In honor of President's Day and all the work you're currently not doing, I recommend that you read this rather luxurious essay that examines David Foster Wallace's successful career as a journalist—arguably in the vein of Hunter S. Thompson—as opposed to just a universally revered fiction writer.

Via Salon.com:


In his nonfiction, Wallace most closely resembled another writer before him, a man who was also considered something other than a journalist: Hunter S. Thompson. Both writers took reportage a step further than the literary techniques of Gay Talese, Joan Didion and the New Journalism. Yes, both Thompson and Wallace shirked objectivity, happily injecting their own commentary and asides into factual reportage, but today scores of journalists reject objectivity (Rolling Stone’s Matt Taibbi, Esquire’s Tom Junod or, to a lesser extent, Jon Krakauer, who certainly makes his own views clear by the end of “Where Men Win Glory”).
What Thompson did differently that Wallace emulated (consciously or not) is more about a slippery definition of honesty and truth.
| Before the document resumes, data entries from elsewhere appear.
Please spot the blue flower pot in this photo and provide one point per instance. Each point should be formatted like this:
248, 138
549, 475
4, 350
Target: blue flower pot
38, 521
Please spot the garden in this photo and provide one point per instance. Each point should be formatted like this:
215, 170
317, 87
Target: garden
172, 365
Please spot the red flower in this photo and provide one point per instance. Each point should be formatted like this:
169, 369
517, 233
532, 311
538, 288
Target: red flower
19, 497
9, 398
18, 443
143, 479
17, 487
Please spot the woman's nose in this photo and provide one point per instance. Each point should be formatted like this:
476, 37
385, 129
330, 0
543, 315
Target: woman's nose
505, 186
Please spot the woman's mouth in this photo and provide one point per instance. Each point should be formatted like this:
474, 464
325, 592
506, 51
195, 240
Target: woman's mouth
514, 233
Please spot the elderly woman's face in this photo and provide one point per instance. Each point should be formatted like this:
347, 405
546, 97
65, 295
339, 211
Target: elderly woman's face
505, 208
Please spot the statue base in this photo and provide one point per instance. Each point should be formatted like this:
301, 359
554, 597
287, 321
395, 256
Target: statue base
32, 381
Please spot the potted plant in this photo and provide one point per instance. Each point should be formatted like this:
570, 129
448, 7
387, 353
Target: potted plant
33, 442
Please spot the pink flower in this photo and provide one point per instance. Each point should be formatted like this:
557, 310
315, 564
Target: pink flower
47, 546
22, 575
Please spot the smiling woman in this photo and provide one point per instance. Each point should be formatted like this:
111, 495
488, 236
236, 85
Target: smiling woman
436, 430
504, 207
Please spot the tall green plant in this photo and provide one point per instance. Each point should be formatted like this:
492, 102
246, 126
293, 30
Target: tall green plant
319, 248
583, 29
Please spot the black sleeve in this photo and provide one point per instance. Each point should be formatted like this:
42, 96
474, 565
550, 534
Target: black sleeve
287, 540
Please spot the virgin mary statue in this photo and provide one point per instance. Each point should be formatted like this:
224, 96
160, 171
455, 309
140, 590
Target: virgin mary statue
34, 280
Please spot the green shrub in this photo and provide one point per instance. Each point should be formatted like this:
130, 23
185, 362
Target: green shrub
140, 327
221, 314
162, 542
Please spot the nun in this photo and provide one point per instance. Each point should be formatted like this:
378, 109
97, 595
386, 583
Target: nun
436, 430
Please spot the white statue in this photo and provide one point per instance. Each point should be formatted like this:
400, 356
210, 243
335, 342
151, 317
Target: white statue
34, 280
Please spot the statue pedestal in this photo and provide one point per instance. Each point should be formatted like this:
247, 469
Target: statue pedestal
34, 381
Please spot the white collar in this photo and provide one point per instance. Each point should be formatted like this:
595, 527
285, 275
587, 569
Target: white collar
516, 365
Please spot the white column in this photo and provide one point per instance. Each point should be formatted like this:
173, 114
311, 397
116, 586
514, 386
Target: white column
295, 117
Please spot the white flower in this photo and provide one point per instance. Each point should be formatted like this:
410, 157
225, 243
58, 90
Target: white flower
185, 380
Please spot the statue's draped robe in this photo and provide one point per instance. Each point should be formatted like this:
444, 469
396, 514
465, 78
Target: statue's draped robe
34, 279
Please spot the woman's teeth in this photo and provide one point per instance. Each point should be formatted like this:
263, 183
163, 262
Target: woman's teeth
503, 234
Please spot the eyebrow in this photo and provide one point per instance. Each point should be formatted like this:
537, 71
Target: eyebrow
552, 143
An essay Wallace wrote about attending the Adult Video News (AVN) Awards opened the collection “Consider the Lobster.” It’s a rollicking tour in which the author plays representative for the reader’s disgust and fascination (when a girl meets Wallace and brags about small valves in her new breast implants that allow her to adjust the size of the breasts by adding or draining fluid, she raises her arms to show him and Wallace can only write, “There really are what appear to be valves”).

It's a fascinating read that prompted me to remember some of my favorite DFW essays, and just in time: tomorrow would've been Wallace's 50th birthday.